Spec: Agentic Source Orchestrator v2 (Hardening)

Agentic Source Orchestrator v2 defines the hardened implementation layer for the vault's ingestion pipeline. It focuses on lifecycle control, human-in-the-loop (HITL) enforcement, and provenance guarantees.

1. Source Intake Lifecycle

The orchestrator manages sources through a strict 8-stage state machine. No stage may be skipped. proposed -> mapped -> approved -> crawled -> indexed -> verified -> synthesized -> promoted

2. Multi-Agent Responsibilities

The system enforces the Two-Role Invariant: at least two distinct agent roles must touch any promoted artifact to reduce hallucination risk.

Gemini (Librarian): Detects gaps, proposes sources, prepares intake.
Codex (Engineer): Tool execution, schema validation, policy enforcement.
Claude (Chronicler): Distillation, draft building, YANP formatting.

3. MCP Tool Surface

The orchestration layer is exposed via 8 core tools:

propose_source_intake: Register a URL and rationale.
orchestrate_ingestion: Map the site and estimate costs.
approve_intake_plan: Record human approval for execution.
execute_source_crawl: Bounded fetch of raw documents.
index_crawled_source: Chunking and embedding into sidecar.
verify_source_index: Integrity check of indexed content.
semantic_search_sources: Retrieve attributed evidence.
promote_synthesis_candidate: Final gate for permanent note creation.

4. Policy Enforcement

Authority is centralized in 02_System/pipeline-policy.yaml.
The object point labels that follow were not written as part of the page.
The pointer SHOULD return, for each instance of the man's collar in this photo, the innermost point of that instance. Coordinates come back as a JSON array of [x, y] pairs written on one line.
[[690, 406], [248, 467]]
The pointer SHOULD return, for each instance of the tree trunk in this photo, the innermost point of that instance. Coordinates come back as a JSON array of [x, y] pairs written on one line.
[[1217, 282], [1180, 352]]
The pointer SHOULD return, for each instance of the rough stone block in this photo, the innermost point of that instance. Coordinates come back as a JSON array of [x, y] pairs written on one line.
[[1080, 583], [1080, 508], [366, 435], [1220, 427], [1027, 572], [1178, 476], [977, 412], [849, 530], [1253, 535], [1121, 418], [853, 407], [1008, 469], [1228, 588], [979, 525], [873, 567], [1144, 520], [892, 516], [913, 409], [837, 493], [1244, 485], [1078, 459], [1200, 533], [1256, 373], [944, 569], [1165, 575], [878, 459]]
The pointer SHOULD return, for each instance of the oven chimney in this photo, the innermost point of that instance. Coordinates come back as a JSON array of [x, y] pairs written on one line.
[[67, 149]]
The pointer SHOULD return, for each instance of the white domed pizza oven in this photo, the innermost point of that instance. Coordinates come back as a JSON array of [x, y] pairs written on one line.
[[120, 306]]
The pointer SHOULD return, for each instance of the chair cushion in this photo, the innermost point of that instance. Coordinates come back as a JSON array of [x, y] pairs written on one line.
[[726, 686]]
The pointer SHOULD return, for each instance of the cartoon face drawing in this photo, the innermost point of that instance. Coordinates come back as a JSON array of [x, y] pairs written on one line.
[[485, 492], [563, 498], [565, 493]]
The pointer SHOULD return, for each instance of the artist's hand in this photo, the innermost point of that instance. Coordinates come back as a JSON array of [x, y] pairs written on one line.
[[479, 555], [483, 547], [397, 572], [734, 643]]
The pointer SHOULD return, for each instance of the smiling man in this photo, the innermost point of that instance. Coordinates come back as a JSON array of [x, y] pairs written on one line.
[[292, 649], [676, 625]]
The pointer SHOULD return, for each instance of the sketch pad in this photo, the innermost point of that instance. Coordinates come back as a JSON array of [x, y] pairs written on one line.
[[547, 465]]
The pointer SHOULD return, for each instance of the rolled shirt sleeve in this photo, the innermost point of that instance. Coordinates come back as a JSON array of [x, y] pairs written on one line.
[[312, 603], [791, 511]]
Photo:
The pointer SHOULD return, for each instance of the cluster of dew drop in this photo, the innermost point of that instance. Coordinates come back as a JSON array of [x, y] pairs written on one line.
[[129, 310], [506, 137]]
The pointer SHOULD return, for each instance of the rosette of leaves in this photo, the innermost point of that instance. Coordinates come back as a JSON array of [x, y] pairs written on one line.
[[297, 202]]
Fail-Closed: If policy cannot be loaded, all ingestion tools must stop.
Thresholds: Mandatory human approval for new domains or costs > 20 credits.

4.1 Transport Security & Authorization

Tools exposed via HTTP transport MUST be protected per lit-mcp-authorization; the propose_source_intake and promote_synthesis_candidate gates are highest-privilege and SHOULD require scope validation before execution.

See lit-mcp-security-best-practices for the full threat model applicable to HTTP-exposed MCP tool surfaces.

5. Handoff & Seams

Every orchestration step must produce a Seam Artifact containing the current state, open risks, and next recommended action. This ensures continuity across agent sessions.

See protocol-source-ingestion-runbook for the step-by-step operational protocol.